Ryan guided the club to either the promotion play-offs or promotion itself in every season in charge, culminating in a first crack at division 1B in the season just ended, prematurely.
“To be on the cusp of promotion to the highest level of club rugby this season and that opportunity denied, due to the Covid-19 crisis, is a cruel blow to the club but particularly to Timmy and the players.
“This doesn’t take away from the magnificent achievement of having a nine-point lead with four matches left to play.
“Timmy leaves the club in a very healthy position of which everybody at Highfield is very proud.
“I would like to thank Timmy for everything he has done and wish him the very best for the future,” Franklin concluded.
Ryan was 30, when setting out on a remarkable journey while Quaid will also be one of the younger coaches in the league, 39 in September.
“I have great time for Timmy when you consider what he has achieved for the club. It’s remarkable when you look at his record of four promotions and two play-offs.
“As player-coach Timmy created a winning culture with the players, who are now used to winning games and simply just don’t like losing.

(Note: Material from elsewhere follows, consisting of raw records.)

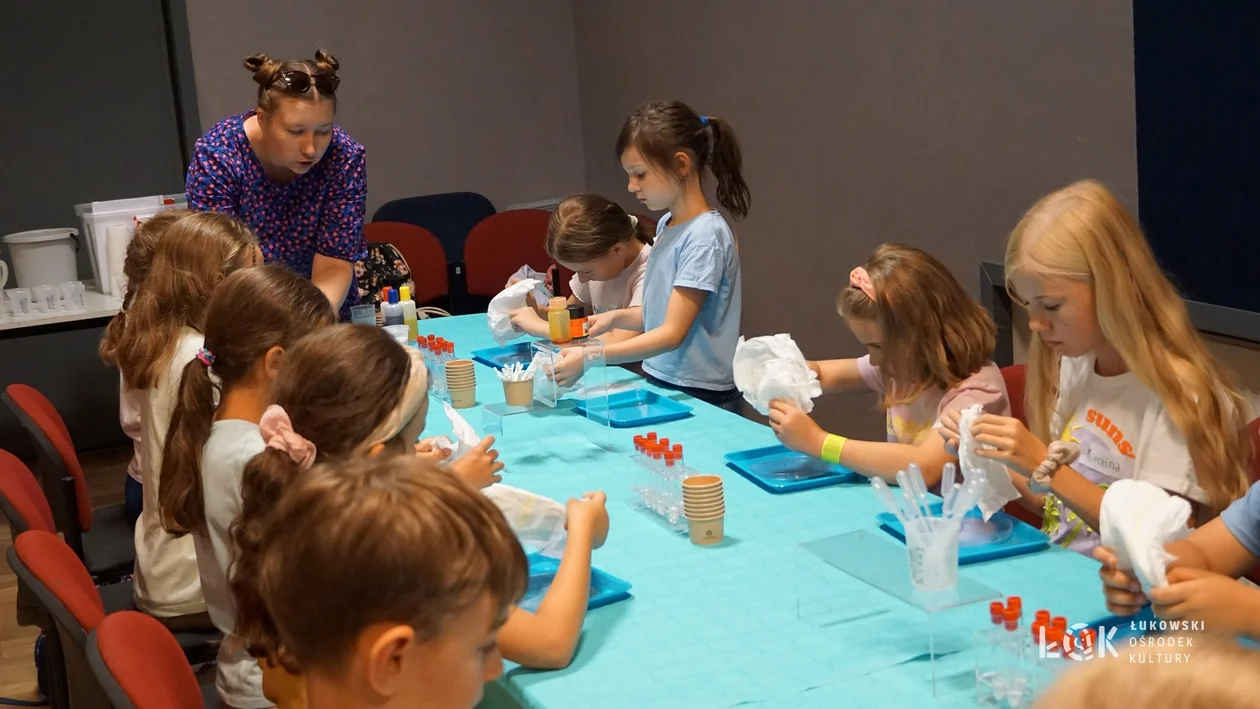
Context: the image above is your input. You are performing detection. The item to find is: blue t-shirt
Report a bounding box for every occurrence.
[643,212,743,392]
[1221,482,1260,557]
[184,111,368,320]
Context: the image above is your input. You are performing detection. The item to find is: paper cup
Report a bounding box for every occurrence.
[503,379,534,407]
[451,389,476,409]
[687,518,723,547]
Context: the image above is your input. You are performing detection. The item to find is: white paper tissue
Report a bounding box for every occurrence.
[433,403,568,558]
[1099,479,1191,593]
[485,278,546,345]
[958,404,1019,521]
[732,335,823,416]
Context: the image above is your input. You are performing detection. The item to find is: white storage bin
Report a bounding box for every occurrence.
[74,194,188,297]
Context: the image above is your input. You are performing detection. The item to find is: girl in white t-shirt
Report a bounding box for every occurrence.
[946,180,1251,553]
[512,194,653,343]
[111,213,262,630]
[160,266,336,709]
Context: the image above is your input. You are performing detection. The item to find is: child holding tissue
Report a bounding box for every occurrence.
[1094,484,1260,640]
[770,244,1011,486]
[232,325,609,669]
[512,194,653,343]
[553,101,751,409]
[944,180,1251,554]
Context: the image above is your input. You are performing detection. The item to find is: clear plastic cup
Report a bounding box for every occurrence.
[906,519,959,591]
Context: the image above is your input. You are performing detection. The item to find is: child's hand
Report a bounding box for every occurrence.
[971,413,1047,477]
[416,438,451,463]
[770,402,827,458]
[936,409,963,456]
[564,492,609,549]
[547,348,586,389]
[451,436,503,490]
[586,310,617,337]
[1150,567,1260,636]
[1094,547,1147,616]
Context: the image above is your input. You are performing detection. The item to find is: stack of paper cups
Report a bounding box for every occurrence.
[446,359,476,409]
[683,475,726,545]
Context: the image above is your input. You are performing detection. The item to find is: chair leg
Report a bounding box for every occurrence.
[60,476,83,560]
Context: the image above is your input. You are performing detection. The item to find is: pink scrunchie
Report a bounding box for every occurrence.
[849,266,874,300]
[258,406,315,470]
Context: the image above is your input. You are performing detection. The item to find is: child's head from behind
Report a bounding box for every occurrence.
[116,212,262,389]
[616,101,752,219]
[547,194,651,282]
[232,456,528,709]
[1005,180,1251,511]
[100,209,193,364]
[160,266,336,530]
[837,244,997,407]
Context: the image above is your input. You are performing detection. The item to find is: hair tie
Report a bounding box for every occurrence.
[258,406,316,470]
[197,348,214,366]
[849,266,874,300]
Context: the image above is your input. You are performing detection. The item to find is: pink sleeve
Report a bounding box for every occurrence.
[936,363,1011,419]
[858,355,883,397]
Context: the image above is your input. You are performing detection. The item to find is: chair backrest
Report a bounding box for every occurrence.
[363,222,450,305]
[464,209,552,297]
[372,191,495,263]
[0,450,57,534]
[4,384,92,531]
[87,611,205,709]
[1002,364,1028,426]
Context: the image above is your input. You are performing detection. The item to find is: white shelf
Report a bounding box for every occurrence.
[0,283,122,331]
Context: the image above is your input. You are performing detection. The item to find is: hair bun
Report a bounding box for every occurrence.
[244,52,276,84]
[315,48,341,74]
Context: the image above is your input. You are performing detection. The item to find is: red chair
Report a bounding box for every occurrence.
[464,209,552,298]
[0,384,136,581]
[87,611,219,709]
[8,530,223,709]
[0,451,57,630]
[1002,364,1042,529]
[363,222,450,305]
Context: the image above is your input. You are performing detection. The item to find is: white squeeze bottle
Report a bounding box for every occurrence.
[381,288,406,326]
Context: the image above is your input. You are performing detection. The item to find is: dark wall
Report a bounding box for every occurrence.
[1133,0,1260,312]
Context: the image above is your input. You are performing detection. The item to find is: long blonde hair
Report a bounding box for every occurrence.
[1005,180,1251,516]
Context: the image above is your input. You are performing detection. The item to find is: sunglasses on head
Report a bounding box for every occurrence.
[271,72,341,96]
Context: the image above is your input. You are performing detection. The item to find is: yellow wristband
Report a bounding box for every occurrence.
[822,433,848,463]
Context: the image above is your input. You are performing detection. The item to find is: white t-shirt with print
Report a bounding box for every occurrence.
[568,244,651,315]
[135,327,205,618]
[1045,355,1207,554]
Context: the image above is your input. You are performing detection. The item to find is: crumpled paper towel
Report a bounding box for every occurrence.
[432,404,568,558]
[1099,479,1191,593]
[732,335,823,416]
[485,278,547,345]
[958,404,1019,521]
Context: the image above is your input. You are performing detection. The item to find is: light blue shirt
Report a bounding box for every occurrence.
[643,212,743,392]
[1221,482,1260,557]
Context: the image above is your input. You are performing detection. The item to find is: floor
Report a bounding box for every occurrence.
[0,448,131,705]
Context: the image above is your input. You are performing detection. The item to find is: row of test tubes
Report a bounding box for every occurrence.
[975,596,1097,709]
[630,432,690,531]
[416,335,455,402]
[0,281,87,317]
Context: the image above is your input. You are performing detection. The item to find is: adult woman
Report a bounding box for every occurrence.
[185,49,368,320]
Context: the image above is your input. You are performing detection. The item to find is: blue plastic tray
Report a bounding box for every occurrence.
[575,389,692,428]
[725,446,862,495]
[519,553,630,612]
[876,502,1050,565]
[473,343,534,369]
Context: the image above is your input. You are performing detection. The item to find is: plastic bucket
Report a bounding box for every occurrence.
[4,229,78,288]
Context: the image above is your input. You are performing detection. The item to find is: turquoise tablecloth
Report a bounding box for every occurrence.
[421,316,1106,709]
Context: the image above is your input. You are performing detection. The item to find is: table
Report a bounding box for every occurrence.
[420,316,1108,709]
[0,282,130,460]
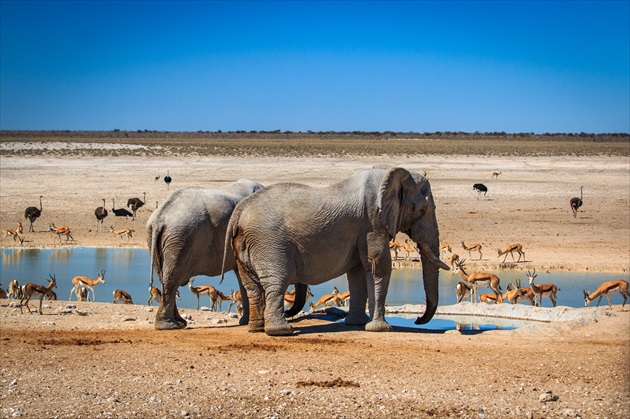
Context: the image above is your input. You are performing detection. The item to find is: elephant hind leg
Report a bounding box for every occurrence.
[155,281,187,330]
[345,266,370,326]
[265,278,293,336]
[237,260,265,333]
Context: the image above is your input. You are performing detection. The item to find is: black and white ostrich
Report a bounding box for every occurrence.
[473,183,488,199]
[24,196,43,232]
[569,186,584,218]
[127,192,147,221]
[94,198,107,232]
[112,198,133,217]
[164,170,173,189]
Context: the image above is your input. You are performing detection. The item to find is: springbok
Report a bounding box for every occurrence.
[453,259,503,302]
[147,287,182,305]
[497,243,525,263]
[508,279,536,306]
[8,279,22,300]
[335,291,350,306]
[584,279,630,310]
[527,269,560,307]
[310,287,339,313]
[228,291,243,319]
[448,253,459,273]
[188,278,229,311]
[402,239,420,260]
[389,240,403,260]
[48,223,74,243]
[479,284,522,304]
[112,289,133,304]
[109,226,135,243]
[455,281,472,304]
[462,242,483,260]
[20,274,57,315]
[68,269,105,301]
[440,243,453,257]
[284,287,315,311]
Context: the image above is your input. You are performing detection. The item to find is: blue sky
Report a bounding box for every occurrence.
[0,0,630,133]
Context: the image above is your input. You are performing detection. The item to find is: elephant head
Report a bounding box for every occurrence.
[378,168,450,324]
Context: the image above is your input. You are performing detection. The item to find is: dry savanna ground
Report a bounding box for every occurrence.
[0,136,630,418]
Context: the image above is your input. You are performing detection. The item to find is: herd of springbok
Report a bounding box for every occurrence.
[389,239,630,310]
[2,192,146,246]
[0,270,350,318]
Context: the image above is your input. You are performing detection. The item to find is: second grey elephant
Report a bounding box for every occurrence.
[226,168,449,335]
[147,179,263,330]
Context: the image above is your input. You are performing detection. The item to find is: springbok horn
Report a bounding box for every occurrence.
[419,242,451,271]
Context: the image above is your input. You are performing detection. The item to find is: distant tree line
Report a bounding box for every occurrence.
[0,129,630,142]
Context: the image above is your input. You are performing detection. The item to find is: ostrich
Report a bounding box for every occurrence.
[473,183,488,199]
[112,198,133,217]
[569,186,584,218]
[24,195,43,232]
[94,198,107,232]
[127,192,147,221]
[164,170,173,189]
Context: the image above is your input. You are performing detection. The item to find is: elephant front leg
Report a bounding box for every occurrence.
[155,286,186,330]
[173,303,188,329]
[234,269,249,326]
[365,272,393,332]
[265,279,293,336]
[345,266,370,326]
[237,261,265,333]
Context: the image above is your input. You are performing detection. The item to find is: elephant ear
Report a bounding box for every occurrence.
[378,167,411,237]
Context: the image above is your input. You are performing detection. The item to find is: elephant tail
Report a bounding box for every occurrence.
[148,220,164,289]
[219,205,241,284]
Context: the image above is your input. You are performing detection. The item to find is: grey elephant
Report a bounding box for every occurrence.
[225,168,449,335]
[147,179,263,330]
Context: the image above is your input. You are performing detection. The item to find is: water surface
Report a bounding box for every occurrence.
[0,247,628,310]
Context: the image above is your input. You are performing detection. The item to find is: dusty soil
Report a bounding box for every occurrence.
[0,137,630,418]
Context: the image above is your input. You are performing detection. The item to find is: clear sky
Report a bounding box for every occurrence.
[0,0,630,133]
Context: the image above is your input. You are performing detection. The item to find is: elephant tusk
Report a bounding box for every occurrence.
[418,242,451,271]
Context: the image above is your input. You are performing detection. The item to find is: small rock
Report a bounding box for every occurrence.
[560,409,581,418]
[538,390,560,403]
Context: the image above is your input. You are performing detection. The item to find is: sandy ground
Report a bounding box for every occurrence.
[0,147,630,418]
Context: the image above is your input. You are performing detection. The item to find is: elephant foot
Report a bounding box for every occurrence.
[247,321,265,333]
[345,313,370,326]
[155,319,186,330]
[365,319,394,332]
[265,323,293,336]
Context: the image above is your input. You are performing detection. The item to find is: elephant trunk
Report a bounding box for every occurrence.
[414,243,449,324]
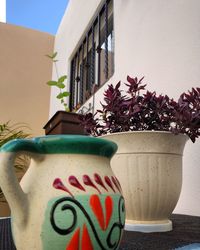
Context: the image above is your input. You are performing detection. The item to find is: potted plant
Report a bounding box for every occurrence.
[82,76,200,232]
[43,52,85,135]
[0,122,29,218]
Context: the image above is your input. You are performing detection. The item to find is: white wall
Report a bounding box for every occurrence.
[50,0,200,215]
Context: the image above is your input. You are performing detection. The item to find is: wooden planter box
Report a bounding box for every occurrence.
[43,111,86,135]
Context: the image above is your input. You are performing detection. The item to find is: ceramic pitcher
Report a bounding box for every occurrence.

“He developed that culture and Timmy has left the club in a great place. He deserves an awful lot of credit for what he has achieved.
“Timmy’s goal was to bring Highfield to the top division in the league for the first time in the club’s history and we were four games away from achieving that.
“Like us all, Timmy was bitterly disappointed with the way the season finished,” Quaid commented.
Meanwhile, World Rugby has approved 10 optional law trials which are designed to help unions reduce the risk of Covid-19 transmission in their respective countries.
The law trials include the removal of the choke tackle, no scrum re-sets and goal-line drop-outs, but are temporary, opt-in, and can be picked and chosen at will or even completely ignored by national unions.
It’s unlikely that any will be implemented in the professional game with New Zealand already ruling out the adoption of the trials ahead of their Super Rugby franchises’ return to action in a fortnight.
It’s expected that most unions will follow suit though an orange card for possible red-card, high-tackle offences, is bound to be given some thought by the professional wing.
It would apply only where a TMO/Citing/Hawkeye review is available and won’t impact on the amateur game.